Returns for small investors
Invest-for-return is a fundamental market rule. However, many listed companies in China seem all too happy to take the investment but ignore the return and are content to play deaf and dumb when it comes to return dividends for investors.
Statistics show that the net profit for listed companies in 2010 was 1.68 trillion yuan ($264 billion), but the total cash dividends paid out amounted to only 498 billion yuan, less than 30 percent of the net profit.
In fact, more than 200 companies found that they did not give any dividends at all that year.
Yet the hunger of companies for financing is seemingly insatiable. They not only seek large sums of money from initial public offerings (IPOs), they also seek funds from investors through refinancing.
But the lack of return dividends means investors are unable to pursue long-term value investing and are forced instead to seek a return from stock price differences.
However, the healthy development of the domestic market hinges on investors obtaining reasonable returns from value investments.
So the new rule recently issued by the China Securities Regulatory Commission is a welcome move that will help promote long-term value investing and the stable development of the market.
The new rule requires listed companies to improve their returns to investors and to specify their rules of return. It also requires companies planning to list to clarify their dividend policies and dividend plans in their IPOs.

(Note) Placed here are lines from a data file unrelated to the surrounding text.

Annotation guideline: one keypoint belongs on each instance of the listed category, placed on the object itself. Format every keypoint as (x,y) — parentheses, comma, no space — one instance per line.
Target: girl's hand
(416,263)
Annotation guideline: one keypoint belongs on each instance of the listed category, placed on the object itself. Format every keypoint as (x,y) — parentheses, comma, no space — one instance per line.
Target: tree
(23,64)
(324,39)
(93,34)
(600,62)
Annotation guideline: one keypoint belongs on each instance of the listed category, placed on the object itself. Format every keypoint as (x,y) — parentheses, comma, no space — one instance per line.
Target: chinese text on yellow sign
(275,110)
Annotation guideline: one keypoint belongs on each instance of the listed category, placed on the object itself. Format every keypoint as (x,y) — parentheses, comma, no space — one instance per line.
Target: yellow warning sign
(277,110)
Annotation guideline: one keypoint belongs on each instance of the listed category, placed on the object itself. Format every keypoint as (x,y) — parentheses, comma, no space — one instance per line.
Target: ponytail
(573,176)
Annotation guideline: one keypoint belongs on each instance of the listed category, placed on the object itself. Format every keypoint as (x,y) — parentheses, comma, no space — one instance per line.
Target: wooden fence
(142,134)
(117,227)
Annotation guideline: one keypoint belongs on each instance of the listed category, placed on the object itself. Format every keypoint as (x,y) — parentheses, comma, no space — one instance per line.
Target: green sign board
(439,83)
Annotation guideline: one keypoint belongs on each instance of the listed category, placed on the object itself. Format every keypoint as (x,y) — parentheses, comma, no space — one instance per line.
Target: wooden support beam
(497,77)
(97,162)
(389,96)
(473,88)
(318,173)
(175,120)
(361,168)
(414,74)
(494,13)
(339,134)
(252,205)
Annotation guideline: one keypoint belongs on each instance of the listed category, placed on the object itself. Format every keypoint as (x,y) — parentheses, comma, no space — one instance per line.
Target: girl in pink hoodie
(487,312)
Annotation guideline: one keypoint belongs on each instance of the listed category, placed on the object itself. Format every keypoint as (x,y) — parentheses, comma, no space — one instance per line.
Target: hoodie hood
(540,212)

Investors will now be able to pay more attention to the investment value and long-term development of enterprises, rather than relying on speculative trading to make money.
For enterprises, the new rule will act as a kind of institutional constraint. Financing through the stock market will no longer be a low-cost option and they will have to fulfill their responsibilities and obligations to investors.
However, the higher price earning ratios and offering prices of shares issued means that the costs and rates of return are different for big and small shareholders, and there are concerns that most returns will be pocketed by the largest shareholders and small investors' profits will remain low.
Supporting institutional reforms are needed to lower the offering price of IPOs and new share issues and to end the dividends tax. These will strengthen the initiative of listed companies to share the dividends with small investors as well.